In a postscript, Virginia particularly recommended to Paul's attention two kinds of seed,--those of the violet and the scabious. She gave him some instructions upon the natural characters of these flowers, and the spots most proper for their cultivation. "The violet," she said, "produces a little flower of a dark purple colour, which delights to conceal itself beneath the bushes; but it is soon discovered by its wide-spreading perfume." She desired that these seeds might be sown by the border of the fountain, at the foot of her cocoa-tree. "The scabious," she added, "produces a beautiful flower of a pale blue, and a black ground spotted with white. You might fancy it was in mourning; and for this reason it is also called the widow's flower. It grows best in bleak spots, beaten by the winds." She begged him to sow this upon the rock where she had spoken to him at night for the last time, and that, in remembrance of her, he would henceforth give it the name of the Rock of Adieus.
She had put these seeds into a little purse, the tissue of which was exceedingly simple; but which appeared above all price to Paul, when he saw on it a P and a V entwined together, and knew that the beautiful hair which formed the cypher was the hair of Virginia.
The whole family listened with tears to the reading of the letter of this amiable and virtuous girl.

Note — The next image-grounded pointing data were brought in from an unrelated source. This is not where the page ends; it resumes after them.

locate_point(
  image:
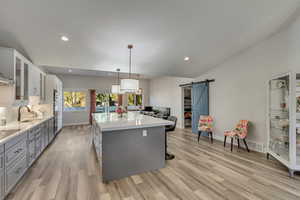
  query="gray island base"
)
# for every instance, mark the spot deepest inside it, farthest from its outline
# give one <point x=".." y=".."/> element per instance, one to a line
<point x="129" y="145"/>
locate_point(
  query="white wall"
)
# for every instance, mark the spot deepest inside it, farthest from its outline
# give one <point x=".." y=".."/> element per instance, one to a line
<point x="240" y="90"/>
<point x="84" y="83"/>
<point x="165" y="91"/>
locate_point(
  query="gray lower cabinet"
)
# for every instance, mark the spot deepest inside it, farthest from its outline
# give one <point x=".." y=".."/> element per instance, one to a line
<point x="38" y="143"/>
<point x="19" y="153"/>
<point x="31" y="148"/>
<point x="14" y="173"/>
<point x="15" y="160"/>
<point x="2" y="186"/>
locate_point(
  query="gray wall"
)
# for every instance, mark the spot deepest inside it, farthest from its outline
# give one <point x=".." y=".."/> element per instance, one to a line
<point x="165" y="91"/>
<point x="240" y="90"/>
<point x="84" y="83"/>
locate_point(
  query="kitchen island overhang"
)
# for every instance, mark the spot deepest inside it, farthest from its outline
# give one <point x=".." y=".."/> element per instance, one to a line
<point x="128" y="145"/>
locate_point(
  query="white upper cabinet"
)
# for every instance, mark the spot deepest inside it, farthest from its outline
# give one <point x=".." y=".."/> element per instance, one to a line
<point x="24" y="75"/>
<point x="34" y="83"/>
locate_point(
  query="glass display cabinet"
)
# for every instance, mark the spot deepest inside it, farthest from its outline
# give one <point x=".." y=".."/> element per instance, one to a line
<point x="284" y="120"/>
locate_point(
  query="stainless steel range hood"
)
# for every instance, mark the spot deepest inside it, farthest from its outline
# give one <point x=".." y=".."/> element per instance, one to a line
<point x="5" y="81"/>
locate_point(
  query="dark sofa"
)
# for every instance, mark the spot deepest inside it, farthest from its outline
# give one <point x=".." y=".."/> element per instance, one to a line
<point x="157" y="111"/>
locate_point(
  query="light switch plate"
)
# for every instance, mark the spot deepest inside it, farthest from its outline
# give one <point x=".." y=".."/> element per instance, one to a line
<point x="144" y="132"/>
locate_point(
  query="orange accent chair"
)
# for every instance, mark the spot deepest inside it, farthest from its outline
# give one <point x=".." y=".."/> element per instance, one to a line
<point x="240" y="132"/>
<point x="205" y="125"/>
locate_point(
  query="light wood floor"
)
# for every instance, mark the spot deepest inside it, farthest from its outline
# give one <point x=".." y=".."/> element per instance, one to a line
<point x="68" y="170"/>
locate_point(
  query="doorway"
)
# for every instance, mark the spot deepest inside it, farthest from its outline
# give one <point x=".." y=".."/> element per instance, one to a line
<point x="187" y="104"/>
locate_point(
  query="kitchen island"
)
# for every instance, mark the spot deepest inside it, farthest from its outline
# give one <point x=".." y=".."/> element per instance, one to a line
<point x="128" y="145"/>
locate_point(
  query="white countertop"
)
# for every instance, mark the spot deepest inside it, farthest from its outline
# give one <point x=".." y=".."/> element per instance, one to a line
<point x="20" y="128"/>
<point x="130" y="120"/>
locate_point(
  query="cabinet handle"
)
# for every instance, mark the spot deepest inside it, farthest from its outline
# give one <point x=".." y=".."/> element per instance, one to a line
<point x="19" y="150"/>
<point x="18" y="170"/>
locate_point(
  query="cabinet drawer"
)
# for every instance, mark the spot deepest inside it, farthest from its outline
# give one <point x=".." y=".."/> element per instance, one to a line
<point x="2" y="148"/>
<point x="31" y="152"/>
<point x="2" y="161"/>
<point x="15" y="140"/>
<point x="16" y="151"/>
<point x="2" y="190"/>
<point x="14" y="173"/>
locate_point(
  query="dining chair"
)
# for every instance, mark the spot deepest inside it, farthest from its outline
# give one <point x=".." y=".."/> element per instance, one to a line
<point x="205" y="125"/>
<point x="239" y="132"/>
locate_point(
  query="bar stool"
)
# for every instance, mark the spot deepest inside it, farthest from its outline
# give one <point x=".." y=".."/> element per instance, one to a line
<point x="170" y="128"/>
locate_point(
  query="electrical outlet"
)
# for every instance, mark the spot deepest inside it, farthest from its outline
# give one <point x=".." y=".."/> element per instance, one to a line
<point x="144" y="132"/>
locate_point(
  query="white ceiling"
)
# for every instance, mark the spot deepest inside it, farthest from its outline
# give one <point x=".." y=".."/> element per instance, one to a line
<point x="163" y="32"/>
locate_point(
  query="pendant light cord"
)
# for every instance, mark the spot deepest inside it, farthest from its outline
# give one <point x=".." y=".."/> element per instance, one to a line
<point x="130" y="46"/>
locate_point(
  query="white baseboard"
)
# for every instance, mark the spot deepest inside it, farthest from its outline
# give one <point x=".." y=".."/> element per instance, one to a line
<point x="78" y="123"/>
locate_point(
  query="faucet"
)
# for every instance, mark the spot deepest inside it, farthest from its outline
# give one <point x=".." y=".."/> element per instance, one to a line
<point x="19" y="112"/>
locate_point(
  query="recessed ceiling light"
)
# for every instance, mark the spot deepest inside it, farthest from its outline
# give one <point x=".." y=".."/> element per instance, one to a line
<point x="64" y="38"/>
<point x="186" y="58"/>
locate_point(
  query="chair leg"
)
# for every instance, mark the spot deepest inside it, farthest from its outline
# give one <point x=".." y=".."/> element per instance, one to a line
<point x="246" y="145"/>
<point x="199" y="134"/>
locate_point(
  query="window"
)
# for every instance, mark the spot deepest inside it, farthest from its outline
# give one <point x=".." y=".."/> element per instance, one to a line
<point x="74" y="101"/>
<point x="135" y="101"/>
<point x="105" y="99"/>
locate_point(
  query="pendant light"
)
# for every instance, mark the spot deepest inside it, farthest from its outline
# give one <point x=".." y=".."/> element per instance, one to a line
<point x="140" y="90"/>
<point x="129" y="85"/>
<point x="115" y="88"/>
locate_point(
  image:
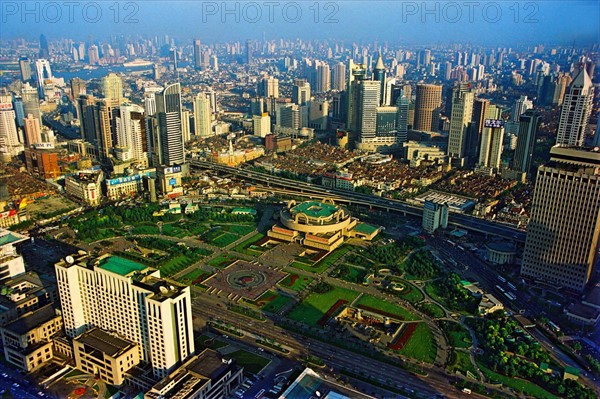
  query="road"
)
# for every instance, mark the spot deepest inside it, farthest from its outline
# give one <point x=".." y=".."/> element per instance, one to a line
<point x="370" y="201"/>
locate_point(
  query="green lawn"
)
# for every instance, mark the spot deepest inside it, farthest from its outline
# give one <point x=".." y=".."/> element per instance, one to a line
<point x="431" y="309"/>
<point x="331" y="258"/>
<point x="224" y="239"/>
<point x="316" y="305"/>
<point x="461" y="361"/>
<point x="300" y="282"/>
<point x="250" y="361"/>
<point x="277" y="304"/>
<point x="221" y="261"/>
<point x="529" y="388"/>
<point x="421" y="345"/>
<point x="374" y="302"/>
<point x="458" y="336"/>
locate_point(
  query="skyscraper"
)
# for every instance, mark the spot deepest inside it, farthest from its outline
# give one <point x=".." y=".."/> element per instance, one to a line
<point x="562" y="234"/>
<point x="112" y="87"/>
<point x="25" y="68"/>
<point x="168" y="112"/>
<point x="492" y="139"/>
<point x="427" y="107"/>
<point x="460" y="120"/>
<point x="323" y="78"/>
<point x="130" y="299"/>
<point x="339" y="77"/>
<point x="576" y="109"/>
<point x="33" y="132"/>
<point x="202" y="115"/>
<point x="379" y="76"/>
<point x="529" y="123"/>
<point x="44" y="50"/>
<point x="197" y="54"/>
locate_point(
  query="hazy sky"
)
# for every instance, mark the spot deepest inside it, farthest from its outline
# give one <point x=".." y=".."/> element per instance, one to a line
<point x="502" y="22"/>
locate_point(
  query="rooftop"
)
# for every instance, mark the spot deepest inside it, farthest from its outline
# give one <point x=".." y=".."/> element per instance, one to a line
<point x="314" y="209"/>
<point x="109" y="343"/>
<point x="121" y="266"/>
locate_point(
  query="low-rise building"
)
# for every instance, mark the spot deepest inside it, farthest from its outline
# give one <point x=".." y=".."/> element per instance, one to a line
<point x="204" y="376"/>
<point x="27" y="341"/>
<point x="105" y="354"/>
<point x="85" y="186"/>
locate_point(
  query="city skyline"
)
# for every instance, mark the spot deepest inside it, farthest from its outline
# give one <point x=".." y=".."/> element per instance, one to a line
<point x="406" y="22"/>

Her mother answered it in the name of the little society, desiring her to remain or to return as she thought proper; and assuring her, that happiness had left their dwelling since her departure, and that, for herself, she was inconsolable.
Paul also sent her a very long letter, in which he assured her that he would arrange the garden in a manner agreeable to her taste, and mingle together in it the plants of Europe with those of Africa, as she had blended their initials together in her work. He sent her some fruit from the cocoa-trees of the fountain, now arrived at maturity telling her, that he would not add any of the other productions of the island, that the desire of seeing them again might hasten her return.
He conjured her to comply as soon as possible with the ardent wishes of her family, and above all, with his own, since he could never hereafter taste happiness away from her.
Paul sowed with a careful hand the European seeds, particularly the violet and the scabious, the flowers of which seemed to bear some analogy to the character and present situation of Virginia, by whom they had been so especially recommended; but either they were dried up in the voyage, or the climate of this part of the world is unfavourable to their growth, for a very small number of them even came up, and not one arrived at full perfection.
In the meantime, envy, which ever comes to embitter human happiness, particularly in the French colonies, spread some reports in the island which gave Paul much uneasiness. The passengers in the vessel which brought Virginia's letter, asserted that she was upon the point of being married, and named the nobleman of the court to whom she was engaged. Some even went so far as to declare that the union had already taken place, and that they themselves had witnessed the ceremony. Paul at first despised the report, brought by a merchant vessel, as he knew that they often spread erroneous intelligence in their passage; but some of the inhabitants of the island, with malignant pity, affecting to bewail the event, he was soon led to attach some degree of belief to this cruel intelligence. Besides, in some of the novels he had lately read, he had seen that perfidy was treated as a subject of pleasantry; and knowing that these books contained pretty faithful representations of European manners, he feared that the heart of Virginia was corrupted, and had forgotten its former engagements. Thus his new acquirements had already only served to render him more miserable; and his apprehensions were much increased by the circumstance, that though several ships touched here from Europe, within the six months immediately following the arrival of her letter, not one of them brought any tidings of Virginia.
This unfortunate young man, with a heart torn by the most cruel agitation, often came to visit me, in the hope of confirming or banishing his uneasiness, by my experience of the world.
I live, as I have already told you, a league and a half from this point, upon the banks of a little river which glides along the Sloping Mountain: there I lead a solitary life, without wife, children, or slaves.
After having enjoyed, and lost the rare felicity of living with a congenial mind, the state of life which appears the least wretched is doubtless that of solitude. Every man who has much cause of complaint against his fellow-creatures seeks to be alone. It is also remarkable that all those nations which have been brought to wretchedness by their opinions, their manners, or their forms of government, have produced numerous classes of citizens altogether devoted to solitude and celibacy. Such were the Egyptians in their decline, and the Greeks of the Lower Empire; and such in our days are the Indians, the Chinese, the modern Greeks, the Italians, and the greater part of the eastern and southern nations of Europe. Solitude, by removing men from the miseries which follow in the train of social intercourse, brings them in some degree back to the unsophisticated enjoyment of nature.